Et là, elle s’est retrouvée face à un poster un peu étonnant, une affiche grand-format avec Rachel, Chandler, Joey, toute l’équipe. Si vous n’avez pas la référence, ce n’est pas très grave, mais c’était bien quand même, cette série. Oui, elle était carrément rassurée de voir autre chose que la Pléiade. Il était donc possible d’aimer Friends ET la Justice. Première et dernière bonne nouvelle.
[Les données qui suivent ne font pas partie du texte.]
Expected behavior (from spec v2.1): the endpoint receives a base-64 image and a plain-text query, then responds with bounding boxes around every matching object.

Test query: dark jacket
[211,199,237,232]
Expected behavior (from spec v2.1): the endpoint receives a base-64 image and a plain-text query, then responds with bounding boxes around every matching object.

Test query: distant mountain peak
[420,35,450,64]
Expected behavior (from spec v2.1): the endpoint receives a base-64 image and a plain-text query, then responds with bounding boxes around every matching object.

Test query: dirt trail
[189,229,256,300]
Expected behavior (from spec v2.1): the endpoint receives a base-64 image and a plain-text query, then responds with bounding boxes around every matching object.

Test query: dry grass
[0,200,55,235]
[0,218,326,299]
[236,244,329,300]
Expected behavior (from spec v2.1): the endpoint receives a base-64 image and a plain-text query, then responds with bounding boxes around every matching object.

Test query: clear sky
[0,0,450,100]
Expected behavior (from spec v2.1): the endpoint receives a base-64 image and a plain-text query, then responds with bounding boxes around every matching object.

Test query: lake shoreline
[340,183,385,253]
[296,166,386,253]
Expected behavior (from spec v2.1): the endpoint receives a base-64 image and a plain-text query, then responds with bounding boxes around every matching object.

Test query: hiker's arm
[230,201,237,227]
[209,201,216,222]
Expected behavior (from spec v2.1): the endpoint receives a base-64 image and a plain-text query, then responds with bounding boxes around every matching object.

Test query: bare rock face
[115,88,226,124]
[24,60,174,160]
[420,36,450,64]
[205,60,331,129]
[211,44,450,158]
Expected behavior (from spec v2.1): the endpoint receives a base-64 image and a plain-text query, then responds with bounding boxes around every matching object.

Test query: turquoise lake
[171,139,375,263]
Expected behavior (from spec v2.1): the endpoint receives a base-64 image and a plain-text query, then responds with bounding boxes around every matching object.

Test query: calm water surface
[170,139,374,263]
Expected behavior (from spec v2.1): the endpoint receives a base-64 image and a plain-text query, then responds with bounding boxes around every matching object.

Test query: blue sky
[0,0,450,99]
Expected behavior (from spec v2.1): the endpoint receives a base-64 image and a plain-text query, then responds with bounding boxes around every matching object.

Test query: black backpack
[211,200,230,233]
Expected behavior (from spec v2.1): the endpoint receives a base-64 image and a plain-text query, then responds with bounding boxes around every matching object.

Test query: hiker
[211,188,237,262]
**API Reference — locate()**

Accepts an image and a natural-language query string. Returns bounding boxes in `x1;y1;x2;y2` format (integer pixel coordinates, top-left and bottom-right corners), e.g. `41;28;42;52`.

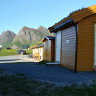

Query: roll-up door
61;26;76;70
56;31;61;63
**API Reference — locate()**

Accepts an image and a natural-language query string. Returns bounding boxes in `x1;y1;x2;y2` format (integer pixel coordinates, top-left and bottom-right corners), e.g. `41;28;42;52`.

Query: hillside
0;30;16;48
12;26;50;48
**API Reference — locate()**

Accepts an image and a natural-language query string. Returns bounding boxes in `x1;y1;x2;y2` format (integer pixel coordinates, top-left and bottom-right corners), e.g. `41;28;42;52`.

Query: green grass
0;49;32;56
0;73;96;96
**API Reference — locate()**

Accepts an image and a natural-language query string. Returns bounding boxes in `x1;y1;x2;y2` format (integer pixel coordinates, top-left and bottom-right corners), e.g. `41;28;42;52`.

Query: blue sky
0;0;96;34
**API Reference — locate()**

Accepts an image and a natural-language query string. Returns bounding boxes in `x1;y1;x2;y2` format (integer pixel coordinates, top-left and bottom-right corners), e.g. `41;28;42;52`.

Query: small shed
49;5;96;71
42;36;55;61
32;44;44;61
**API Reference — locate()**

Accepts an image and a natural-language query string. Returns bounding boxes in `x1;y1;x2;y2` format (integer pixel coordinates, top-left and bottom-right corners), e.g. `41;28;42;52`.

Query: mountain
12;26;51;48
0;30;16;47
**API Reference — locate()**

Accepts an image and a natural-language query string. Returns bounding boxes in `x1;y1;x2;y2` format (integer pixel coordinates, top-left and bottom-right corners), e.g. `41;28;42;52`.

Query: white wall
56;31;61;62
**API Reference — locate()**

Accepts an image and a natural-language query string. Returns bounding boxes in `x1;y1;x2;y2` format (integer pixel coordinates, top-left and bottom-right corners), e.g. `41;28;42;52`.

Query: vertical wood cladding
77;14;96;71
61;26;76;70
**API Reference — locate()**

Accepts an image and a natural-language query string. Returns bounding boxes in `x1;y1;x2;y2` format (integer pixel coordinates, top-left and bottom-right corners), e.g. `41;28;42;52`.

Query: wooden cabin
42;36;55;61
32;44;44;61
49;5;96;71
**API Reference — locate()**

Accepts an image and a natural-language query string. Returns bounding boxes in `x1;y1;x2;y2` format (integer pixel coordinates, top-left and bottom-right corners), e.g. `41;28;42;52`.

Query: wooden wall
77;14;96;71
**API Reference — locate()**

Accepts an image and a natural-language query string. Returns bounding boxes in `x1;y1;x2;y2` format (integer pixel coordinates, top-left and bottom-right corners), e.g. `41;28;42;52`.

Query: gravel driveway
0;58;96;85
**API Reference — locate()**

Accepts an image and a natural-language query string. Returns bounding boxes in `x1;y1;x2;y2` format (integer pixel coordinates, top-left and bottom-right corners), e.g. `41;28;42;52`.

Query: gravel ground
0;62;96;85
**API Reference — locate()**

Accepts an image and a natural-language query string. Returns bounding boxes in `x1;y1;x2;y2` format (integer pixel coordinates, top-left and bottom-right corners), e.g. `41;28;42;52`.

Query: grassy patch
0;49;32;56
0;73;96;96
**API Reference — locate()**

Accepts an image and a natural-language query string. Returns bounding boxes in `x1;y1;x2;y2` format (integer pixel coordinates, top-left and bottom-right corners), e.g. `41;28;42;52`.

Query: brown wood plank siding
77;14;96;71
61;26;76;70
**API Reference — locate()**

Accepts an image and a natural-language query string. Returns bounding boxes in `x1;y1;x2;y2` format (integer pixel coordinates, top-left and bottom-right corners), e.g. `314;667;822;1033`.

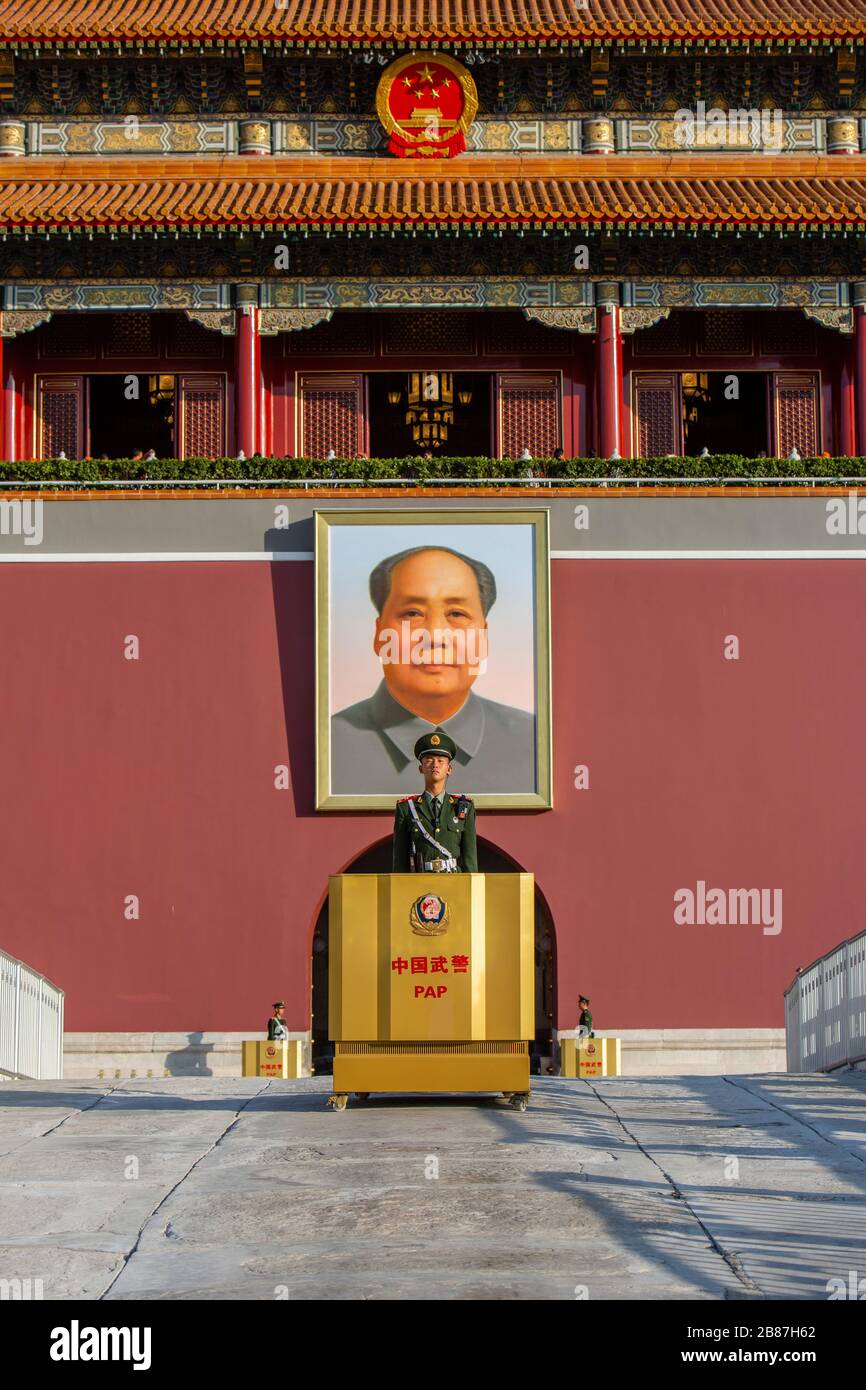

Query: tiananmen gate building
0;0;866;1074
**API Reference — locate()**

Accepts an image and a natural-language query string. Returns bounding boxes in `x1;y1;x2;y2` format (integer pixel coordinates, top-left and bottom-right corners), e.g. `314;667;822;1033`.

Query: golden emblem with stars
375;53;478;158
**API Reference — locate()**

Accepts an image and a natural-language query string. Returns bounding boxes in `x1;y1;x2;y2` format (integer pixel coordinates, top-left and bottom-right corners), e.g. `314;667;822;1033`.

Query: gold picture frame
314;507;553;810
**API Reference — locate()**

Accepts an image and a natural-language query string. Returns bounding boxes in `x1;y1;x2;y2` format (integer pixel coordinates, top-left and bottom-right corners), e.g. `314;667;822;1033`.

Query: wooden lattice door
634;371;683;459
177;375;225;459
773;371;820;459
36;377;88;459
496;371;562;459
297;373;367;459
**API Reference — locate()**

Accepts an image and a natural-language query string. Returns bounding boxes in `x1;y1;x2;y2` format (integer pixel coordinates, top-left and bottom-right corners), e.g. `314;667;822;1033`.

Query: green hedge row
0;455;866;487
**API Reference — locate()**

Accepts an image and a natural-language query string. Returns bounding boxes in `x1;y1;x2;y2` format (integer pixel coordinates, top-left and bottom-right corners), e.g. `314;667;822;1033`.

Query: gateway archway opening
311;837;556;1076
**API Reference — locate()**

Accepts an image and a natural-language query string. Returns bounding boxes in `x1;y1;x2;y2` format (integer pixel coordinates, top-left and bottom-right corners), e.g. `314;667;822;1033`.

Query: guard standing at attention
268;999;289;1043
393;728;478;873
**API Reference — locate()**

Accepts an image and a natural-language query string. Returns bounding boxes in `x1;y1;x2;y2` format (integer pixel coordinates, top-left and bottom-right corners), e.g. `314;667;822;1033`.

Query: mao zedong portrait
331;545;537;795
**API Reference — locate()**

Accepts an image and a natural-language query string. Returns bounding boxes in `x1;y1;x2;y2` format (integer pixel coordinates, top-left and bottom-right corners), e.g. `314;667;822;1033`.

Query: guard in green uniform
268;999;289;1043
393;728;478;873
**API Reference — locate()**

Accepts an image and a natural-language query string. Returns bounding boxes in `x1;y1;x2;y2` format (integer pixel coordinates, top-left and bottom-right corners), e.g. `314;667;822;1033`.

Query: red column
838;353;858;459
595;304;623;459
0;338;18;463
853;304;866;457
235;303;261;459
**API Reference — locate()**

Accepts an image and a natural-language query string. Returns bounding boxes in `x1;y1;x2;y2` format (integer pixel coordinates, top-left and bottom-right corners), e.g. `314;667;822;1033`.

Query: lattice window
178;377;225;459
634;373;683;459
632;310;689;357
38;377;85;459
282;313;375;357
103;313;158;357
498;373;562;459
299;375;364;459
384;309;475;357
760;313;816;357
698;309;752;357
39;313;97;359
773;371;820;459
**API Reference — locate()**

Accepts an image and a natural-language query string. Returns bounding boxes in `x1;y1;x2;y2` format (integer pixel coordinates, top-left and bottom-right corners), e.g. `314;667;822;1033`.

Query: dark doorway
311;840;556;1076
368;371;492;459
683;371;770;459
89;373;175;459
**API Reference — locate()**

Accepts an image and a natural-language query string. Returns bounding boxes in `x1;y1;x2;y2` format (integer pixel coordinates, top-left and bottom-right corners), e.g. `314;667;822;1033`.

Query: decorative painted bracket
620;309;670;334
803;307;853;334
183;309;235;338
524;309;595;334
0;309;51;338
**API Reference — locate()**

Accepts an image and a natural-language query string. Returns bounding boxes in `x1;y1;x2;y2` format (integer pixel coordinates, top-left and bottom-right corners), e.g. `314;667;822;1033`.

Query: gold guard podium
328;873;535;1111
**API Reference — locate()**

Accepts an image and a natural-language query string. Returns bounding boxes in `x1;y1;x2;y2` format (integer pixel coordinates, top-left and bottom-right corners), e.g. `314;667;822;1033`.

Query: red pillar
838;353;858;459
235;303;261;459
0;338;18;463
595;303;623;459
853;304;866;457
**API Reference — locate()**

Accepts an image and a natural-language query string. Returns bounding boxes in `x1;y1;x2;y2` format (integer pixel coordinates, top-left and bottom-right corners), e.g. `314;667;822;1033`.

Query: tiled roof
0;0;866;43
0;156;866;231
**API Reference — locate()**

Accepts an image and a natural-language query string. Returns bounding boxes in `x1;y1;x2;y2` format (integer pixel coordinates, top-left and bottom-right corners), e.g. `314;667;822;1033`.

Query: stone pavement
0;1073;866;1300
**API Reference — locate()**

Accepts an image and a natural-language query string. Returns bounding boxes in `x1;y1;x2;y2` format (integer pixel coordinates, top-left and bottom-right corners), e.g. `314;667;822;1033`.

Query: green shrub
0;455;866;488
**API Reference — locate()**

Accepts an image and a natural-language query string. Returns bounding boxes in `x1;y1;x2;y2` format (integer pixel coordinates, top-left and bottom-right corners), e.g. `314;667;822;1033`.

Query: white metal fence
785;931;866;1072
0;951;64;1081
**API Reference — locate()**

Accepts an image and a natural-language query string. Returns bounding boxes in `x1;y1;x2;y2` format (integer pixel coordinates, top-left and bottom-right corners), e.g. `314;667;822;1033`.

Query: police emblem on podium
375;53;478;160
409;892;450;937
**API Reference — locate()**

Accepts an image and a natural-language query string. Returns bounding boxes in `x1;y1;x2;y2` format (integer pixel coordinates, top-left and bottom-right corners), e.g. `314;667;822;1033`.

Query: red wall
0;560;866;1031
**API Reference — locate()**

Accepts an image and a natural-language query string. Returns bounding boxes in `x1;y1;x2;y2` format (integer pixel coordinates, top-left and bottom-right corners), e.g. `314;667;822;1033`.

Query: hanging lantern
406;371;455;449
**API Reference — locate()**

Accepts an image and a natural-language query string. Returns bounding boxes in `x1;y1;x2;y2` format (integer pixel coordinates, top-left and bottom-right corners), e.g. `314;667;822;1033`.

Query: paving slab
0;1073;866;1301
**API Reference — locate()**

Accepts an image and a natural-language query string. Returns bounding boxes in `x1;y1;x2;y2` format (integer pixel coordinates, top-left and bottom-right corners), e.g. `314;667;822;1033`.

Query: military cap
416;728;457;762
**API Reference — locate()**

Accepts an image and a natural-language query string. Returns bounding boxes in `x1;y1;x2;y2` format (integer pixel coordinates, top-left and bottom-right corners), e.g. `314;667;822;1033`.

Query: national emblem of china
409;892;450;937
375;53;478;160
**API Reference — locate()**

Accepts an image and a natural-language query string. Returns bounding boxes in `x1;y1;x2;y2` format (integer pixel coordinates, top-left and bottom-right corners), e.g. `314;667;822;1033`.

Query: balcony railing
0;951;64;1081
Ensuite, elle est apparue dans l’encadrement de la porte. Mal habillée, souliers et vêtements bon marché. Elle avait un bracelet Hermès, sûrement un cadeau, mais ça ne fonctionnait pas, ça faisait faux. Je crois que c’est parce qu’elle portait la même robe que la mère de Cléo. C’est donc ça, une magistrate. Elle lui a proposé un café. Cléo a répondu « non merci » parce qu’elle se figurait très bien le bruit que pouvait faire la vieille machine Nespresso, le malaise que ça impliquerait, l’interruption d’un début de conversation banale et par-dessus tout, forcée. Non merci. 

Le pire, c’est qu’elle s’en était fait un quand même la magistrate, provoquant la scène redoutée. Et Cléo raconte qu’en grimaçant de malaise, elle lui avait dit un truc comme « Il va falloir la détartrer ». C’est con parce que quelques minutes plus tôt, Cléo éprouvait encore une certaine forme de re...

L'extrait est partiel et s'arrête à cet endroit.